I only recently started writing for Ignitum Today, with my first article being published a few weeks ago about standing against moral relativity. You can read it here if you want. In fact, I encourage it, because it plays a big role in what I’m about to share with you.
I was reading over that article the other day and trying to think of what I would write about for my next post when I realized something:
That blog is kind of pretentious, and vague, and badly argued, and doesn’t seem to serve any real purpose.
Actually, the more I read it, the stupider it started to sound. Who am I even talking to? Guess what, Catholics! Moral relativity is bad. Duh.
I mean, who does that writer think he is?
It’s not that I don’t agree with myself. Moral truth DOES exist, and moral relativity IS…well…wrong. I don’t think it’s poorly written either (toot toot), but it’s the tone of the article that bothers me. That isn’t me, not by a long shot, and it certainly wasn’t a good use of my time or talent (and there’s not a lot of that to waste).
Here I am, a converted, enthusiastic blogger with a year of Catholicism under my belt, ready to step out into a new territory and start writing about this faith that I’ve absolutely fallen in love with, and what do I do? I write some finger wagging, empty shell of a lecture on morality like I’m some type of theological know-it-all.
Please.
I’ve got a story to tell, a damn good one at that. Catholicism turned my life completely inside out. It changed the way I lived, the way I thought, and the way I perceived every little detail of my life.

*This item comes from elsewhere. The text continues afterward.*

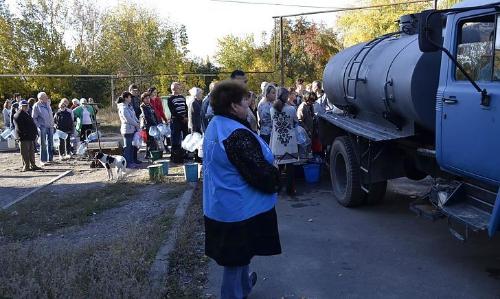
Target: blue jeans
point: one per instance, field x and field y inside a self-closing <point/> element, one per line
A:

It saved me from certain damnation, and I’m really freakin’ excited about.
So why did I write that article? Why did I write something in a tone so removed from who I really am, about a subject that I really don’t know enough about?
Probably because deep down I want to be this mystifying theologian with a firm, awe inspiring grasp on the Catholic faith. Probably because my Priest once told me he thought I had the gift of insight, and I let it go to my head (Screwtape, you jerk). Probably because (for whatever reason) I felt like if I’m going to write about the Catholic faith, then I needed to do so in a proper, concise, and serious manner that focuses on the real issues facing the Church.
By the Grace of God, I started paying attention to the blogs of Simcha Fisher . The brutal, hilarious honesty from such a compassionate and imperfect Catholic hit me right in the gut. A light came on, and God said “Hey, dummy. Maybe when I called you to write, I wanted to write as yourself, not as this character you’re trying to be.”
So, that’s what I’ll do. I’ll write as me, as honestly as I can, flaws and all. And let me tell you, I’ve got a lot. I’m quick to anger. I can’t shut up. I curse too much (trying hard to fix that one. Pray for me) I love to argue. I question God. I question His teachings, and I even question His calling for my life. But I love Him, and I love His Church, and at the end of the day, my trust is with Him.
I am an astoundingly imperfect human being with a big mouth and a calling to spread God’s word.
Full speed ahead!
10 thoughts on “A Confession”
” It saved me from certain damnation, …” Pray tell, how did you get so close to
damnation ?
The same way we all do. Life is full of mysteries, but that ain’t one of ’em.
….because that’s what Christ and his Church do for all of us. I guess I could give you a detailed testimony about how I was on the wrong path, blah, blah. But who wants to hear that, yeah?
I would think ‘path’ could mean something else too.
Oh, man. I misread your question at first. How did I get so close to damnation? Because I’m a sinner, and like most sinners, I’m undeserving of God’s love and mercy. That kind of thing.
But hey, regardless, feel free to nitpick every word and draw up any conclusion you want.
Will do.
Hopefully you’re getting answers to your questions! Enjoyed your article.
By the grace of God, I am. Thank you for your support, and I’m glad you enjoyed the article.
By the grace of God, I am. Thank you for your support. I’m glad you enjoyed it.